In TreeAge Pro you can create distributions to be used for Probabilistic Sensitivity Analysis (PSA) which Resample per Expected Value and for Trial Characteristics which Resample per Individual Trial.
To gain confidence with how distributions are sampled, we created the attached model (DistributionBehaviorTest.trex) to demonstrate Resampling per Individual Trial. The model has:
- Three example strategies, each one demonstrating a different way of referencing the distribution.
- One distribution dist_Normal which is re-sampled per Individual Trial.
- The distribution is referenced at multiple places in the model as:
- the value of the state reward for _stage = 1; and
- the value of the transition reward for _stage = 1.
The trial level distributions are only sampled once for each trial – so let’s demonstrate that the value sampled from the distribution for a given trial will not change. The model sets:
- the state reward (Sample_at_A) to the distribution sample for _stage = 1; and
- the transition reward equal to the distribution sample for _stage = 0.
Consider the Monte Carlo Statistics (Microsimulation output) and the All Data report (attached as All Data Report - same samples.pdf). For each trial we can see the cost of each transition reward and state reward are equal to the distribution sample (Dist_1).

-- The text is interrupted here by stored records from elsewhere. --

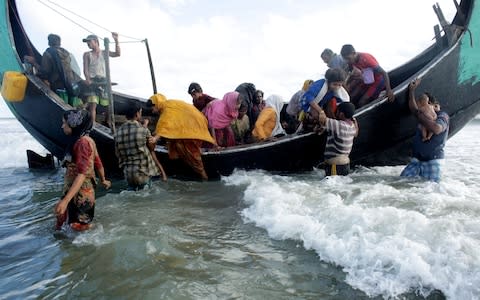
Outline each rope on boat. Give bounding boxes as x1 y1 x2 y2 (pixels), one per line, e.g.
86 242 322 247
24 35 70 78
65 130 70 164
37 0 145 44
32 0 157 94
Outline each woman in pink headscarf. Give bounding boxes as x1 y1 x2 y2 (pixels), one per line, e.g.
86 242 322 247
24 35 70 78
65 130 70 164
204 92 242 147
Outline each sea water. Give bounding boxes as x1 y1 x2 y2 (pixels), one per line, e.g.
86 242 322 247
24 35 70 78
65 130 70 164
0 119 480 299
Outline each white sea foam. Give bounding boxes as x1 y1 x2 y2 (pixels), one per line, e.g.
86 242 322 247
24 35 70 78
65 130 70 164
224 167 480 299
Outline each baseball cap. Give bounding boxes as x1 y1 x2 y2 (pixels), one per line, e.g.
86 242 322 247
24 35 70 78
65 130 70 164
83 34 98 43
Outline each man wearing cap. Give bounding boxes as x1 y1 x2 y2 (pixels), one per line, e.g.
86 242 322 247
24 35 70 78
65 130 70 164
318 102 358 176
188 82 215 111
83 32 120 125
25 33 81 104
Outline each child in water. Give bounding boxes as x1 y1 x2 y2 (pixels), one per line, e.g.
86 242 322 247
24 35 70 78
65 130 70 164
54 110 111 231
417 93 440 142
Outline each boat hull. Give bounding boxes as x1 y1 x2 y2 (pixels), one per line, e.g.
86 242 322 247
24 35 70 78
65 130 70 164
0 0 480 178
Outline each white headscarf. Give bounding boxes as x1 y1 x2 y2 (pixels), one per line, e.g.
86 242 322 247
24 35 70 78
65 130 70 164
265 95 285 136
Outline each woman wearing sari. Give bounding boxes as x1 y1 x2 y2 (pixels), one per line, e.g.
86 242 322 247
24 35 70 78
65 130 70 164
149 94 215 180
204 92 242 147
252 95 285 141
55 110 111 231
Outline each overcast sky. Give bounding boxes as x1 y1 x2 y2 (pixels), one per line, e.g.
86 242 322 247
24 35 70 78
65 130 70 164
0 0 455 117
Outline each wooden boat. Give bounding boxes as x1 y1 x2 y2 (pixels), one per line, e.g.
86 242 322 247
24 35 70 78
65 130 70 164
0 0 480 178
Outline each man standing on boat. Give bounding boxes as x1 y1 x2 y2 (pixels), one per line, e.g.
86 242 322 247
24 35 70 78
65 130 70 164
25 33 82 105
400 78 450 182
318 102 358 176
83 32 120 125
115 102 167 191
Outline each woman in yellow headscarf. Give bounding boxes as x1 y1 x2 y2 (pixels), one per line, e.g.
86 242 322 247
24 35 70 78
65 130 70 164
146 94 215 180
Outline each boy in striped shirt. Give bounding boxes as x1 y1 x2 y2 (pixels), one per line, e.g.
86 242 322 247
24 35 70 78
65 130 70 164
319 102 358 176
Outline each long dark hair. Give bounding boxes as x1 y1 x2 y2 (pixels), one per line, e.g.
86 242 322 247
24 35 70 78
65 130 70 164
63 109 93 161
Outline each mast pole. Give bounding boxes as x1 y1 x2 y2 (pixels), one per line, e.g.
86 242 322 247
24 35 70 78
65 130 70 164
103 38 115 133
143 39 157 94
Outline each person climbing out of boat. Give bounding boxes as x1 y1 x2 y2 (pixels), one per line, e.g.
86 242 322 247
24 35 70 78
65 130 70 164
252 95 285 142
25 33 82 105
83 32 121 127
283 79 313 134
340 44 395 108
230 101 250 145
320 48 348 71
188 82 215 111
235 82 258 129
114 102 167 191
203 92 242 147
318 102 358 176
417 92 438 142
300 69 350 131
400 78 450 182
55 110 111 231
147 94 215 180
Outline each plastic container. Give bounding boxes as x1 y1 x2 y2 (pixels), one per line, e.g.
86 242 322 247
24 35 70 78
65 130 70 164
100 98 110 106
2 71 28 102
55 89 68 104
70 97 83 108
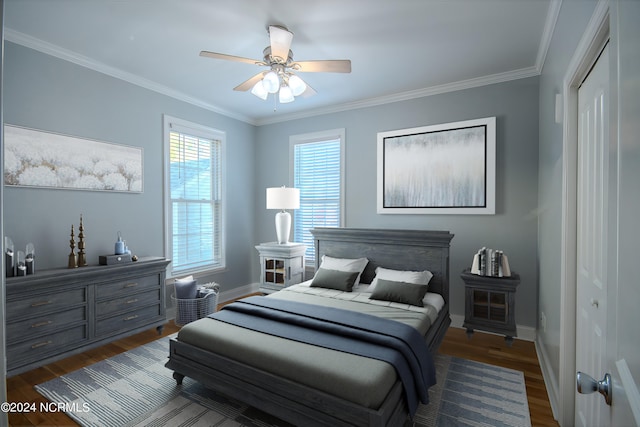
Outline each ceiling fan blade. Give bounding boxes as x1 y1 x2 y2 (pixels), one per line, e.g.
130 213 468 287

Note there is a function called distForce(index), that forces a new sample to be generated every time the distribution is referenced/called. You can substitute it in the attached model in one of the strategies to see how it would change the results.
This demonstration should give you confidence TreeAge Pro is sampling a value from the distribution for each trial in a microsimulation.
To reference the sample from the distribution you can use dist(index) or distributionName or in TreeAge Pro 2017 R2.0 dist("distributionName"). They are all equivalent and give you the same result.